Doing it write: William Penn founder believes pen and paper still relevant in digital world

Ambika Shaligram
Saturday, 28 March 2020

From stocking stationery material to art and craft products and pens, William Penn has grown from one to thirty retail stores. Nikhil Ranjan, the founder and MD of the company, shares more about its journey.

Nikhil Ranjan has always been fascinated with pens, Sheaffer and Sailor in particular. He was exposed to the world of pens and stationery through their family business and decided to come up with a store, William Penn, in Bengaluru in 2002.

From stocking stationery material to art and craft products and pens, the brand has grown from one to thirty retail stores. The founder and MD of William Penn shares more about its journey.  

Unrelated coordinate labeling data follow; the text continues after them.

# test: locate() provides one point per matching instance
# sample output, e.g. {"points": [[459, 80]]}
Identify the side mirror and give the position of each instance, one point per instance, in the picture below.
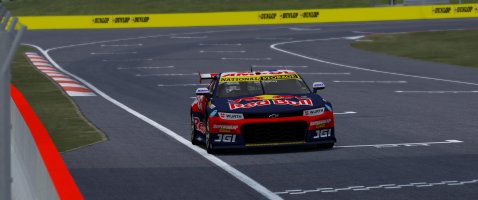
{"points": [[318, 86], [203, 91]]}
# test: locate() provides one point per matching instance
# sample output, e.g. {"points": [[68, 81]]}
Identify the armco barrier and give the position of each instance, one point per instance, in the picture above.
{"points": [[252, 17], [37, 167]]}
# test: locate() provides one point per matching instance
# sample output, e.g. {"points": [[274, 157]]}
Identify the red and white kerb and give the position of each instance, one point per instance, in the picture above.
{"points": [[72, 88]]}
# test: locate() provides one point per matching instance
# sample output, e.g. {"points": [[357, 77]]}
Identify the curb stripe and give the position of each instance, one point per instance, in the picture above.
{"points": [[65, 186], [70, 86]]}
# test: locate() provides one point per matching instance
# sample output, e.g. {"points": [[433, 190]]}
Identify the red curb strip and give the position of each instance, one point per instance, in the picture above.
{"points": [[73, 89], [63, 182]]}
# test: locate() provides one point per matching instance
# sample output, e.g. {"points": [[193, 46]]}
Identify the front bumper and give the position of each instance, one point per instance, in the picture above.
{"points": [[261, 132]]}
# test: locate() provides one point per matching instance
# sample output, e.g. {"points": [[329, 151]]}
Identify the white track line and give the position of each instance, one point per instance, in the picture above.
{"points": [[402, 144], [325, 73], [305, 29], [205, 51], [121, 45], [278, 66], [370, 81], [192, 74], [203, 44], [438, 92], [128, 60], [218, 162], [159, 67], [346, 113], [274, 46], [246, 58], [112, 53], [183, 85], [188, 37]]}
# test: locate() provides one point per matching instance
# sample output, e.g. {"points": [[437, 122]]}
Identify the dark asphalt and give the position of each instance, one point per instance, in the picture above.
{"points": [[140, 162]]}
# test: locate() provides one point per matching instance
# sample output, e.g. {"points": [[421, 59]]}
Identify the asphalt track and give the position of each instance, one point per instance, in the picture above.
{"points": [[407, 104]]}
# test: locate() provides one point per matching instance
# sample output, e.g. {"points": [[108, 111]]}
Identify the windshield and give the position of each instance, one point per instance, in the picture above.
{"points": [[254, 88]]}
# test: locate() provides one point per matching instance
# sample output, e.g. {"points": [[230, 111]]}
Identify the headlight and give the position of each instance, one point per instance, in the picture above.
{"points": [[231, 116], [314, 112]]}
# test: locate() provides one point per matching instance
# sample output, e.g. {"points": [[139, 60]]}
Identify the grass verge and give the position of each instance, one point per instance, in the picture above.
{"points": [[67, 127], [95, 7], [452, 47]]}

What made you start the first store of William Penn?
I was exposed to the business of stationery since my school days. I went on to study engineering, and I worked with IBM for a couple of years, before I started William Penn.

That early exposure helped in setting up the business. I was aware of the stationery available in different parts of the world. I had visited a few trade fairs; I knew what was available overseas and not in India. That steered my ideas in creating the first store in 2002.

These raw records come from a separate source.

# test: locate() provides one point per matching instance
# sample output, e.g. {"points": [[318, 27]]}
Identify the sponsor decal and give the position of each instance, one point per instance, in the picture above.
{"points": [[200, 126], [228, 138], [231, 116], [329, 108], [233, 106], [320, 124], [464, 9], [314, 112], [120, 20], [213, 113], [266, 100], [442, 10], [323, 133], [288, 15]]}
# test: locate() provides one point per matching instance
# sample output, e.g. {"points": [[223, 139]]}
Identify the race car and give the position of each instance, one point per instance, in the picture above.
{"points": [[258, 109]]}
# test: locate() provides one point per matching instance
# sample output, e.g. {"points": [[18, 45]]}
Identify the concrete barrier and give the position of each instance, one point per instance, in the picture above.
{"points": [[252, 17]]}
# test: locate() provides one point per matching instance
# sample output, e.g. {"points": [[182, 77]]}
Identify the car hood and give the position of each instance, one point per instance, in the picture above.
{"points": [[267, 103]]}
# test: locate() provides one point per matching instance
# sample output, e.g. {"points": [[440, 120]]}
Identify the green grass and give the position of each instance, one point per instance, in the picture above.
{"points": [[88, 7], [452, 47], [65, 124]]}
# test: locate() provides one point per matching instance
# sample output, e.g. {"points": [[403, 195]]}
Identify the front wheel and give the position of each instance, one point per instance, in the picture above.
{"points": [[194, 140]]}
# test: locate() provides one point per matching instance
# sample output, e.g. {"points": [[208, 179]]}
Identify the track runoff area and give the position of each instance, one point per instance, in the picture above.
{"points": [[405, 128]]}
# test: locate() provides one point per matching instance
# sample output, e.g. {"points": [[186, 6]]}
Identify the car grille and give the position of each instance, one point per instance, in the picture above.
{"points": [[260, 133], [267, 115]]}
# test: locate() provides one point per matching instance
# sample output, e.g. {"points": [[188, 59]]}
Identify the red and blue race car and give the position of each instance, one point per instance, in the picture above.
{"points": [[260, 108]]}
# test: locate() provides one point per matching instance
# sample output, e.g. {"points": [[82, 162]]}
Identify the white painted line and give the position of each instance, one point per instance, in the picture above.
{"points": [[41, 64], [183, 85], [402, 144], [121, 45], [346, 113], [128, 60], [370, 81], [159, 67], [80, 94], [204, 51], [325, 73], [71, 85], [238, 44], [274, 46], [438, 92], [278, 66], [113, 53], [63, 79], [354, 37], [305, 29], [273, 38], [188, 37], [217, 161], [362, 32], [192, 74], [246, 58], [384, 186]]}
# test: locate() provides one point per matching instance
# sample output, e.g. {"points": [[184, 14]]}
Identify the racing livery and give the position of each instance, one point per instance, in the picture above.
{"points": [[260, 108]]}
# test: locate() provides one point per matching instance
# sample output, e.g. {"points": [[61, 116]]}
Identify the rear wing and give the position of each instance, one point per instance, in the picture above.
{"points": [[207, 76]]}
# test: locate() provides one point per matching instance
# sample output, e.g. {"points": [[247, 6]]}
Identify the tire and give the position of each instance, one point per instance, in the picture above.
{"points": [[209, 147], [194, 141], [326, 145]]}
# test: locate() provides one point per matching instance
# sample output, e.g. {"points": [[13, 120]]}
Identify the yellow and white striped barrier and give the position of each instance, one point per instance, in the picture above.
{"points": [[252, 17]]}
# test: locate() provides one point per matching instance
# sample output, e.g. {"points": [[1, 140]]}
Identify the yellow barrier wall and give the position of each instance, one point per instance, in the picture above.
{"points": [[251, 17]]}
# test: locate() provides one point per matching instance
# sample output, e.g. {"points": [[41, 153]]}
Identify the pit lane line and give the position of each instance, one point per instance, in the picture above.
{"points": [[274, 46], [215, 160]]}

How did the demographics change since then? Who were your first buyers?
When we first started, the store was a novelty factor for everybody. People, young and old, came to visit our store because they hadn’t seen anything like this before. We catered to every person in the family, from school children to women who wanted nice art and craft material. Now, we are a destination for premium writing instruments, men’s accessories and high-end stationery.

Who do you cater to now?
Our primary audience includes working professionals and businessmen/ women, which is why our stores are located in Tier-I cities like Bengaluru, Delhi, Mumbai, Chennai, Hyderabad Kolkata and Cochin.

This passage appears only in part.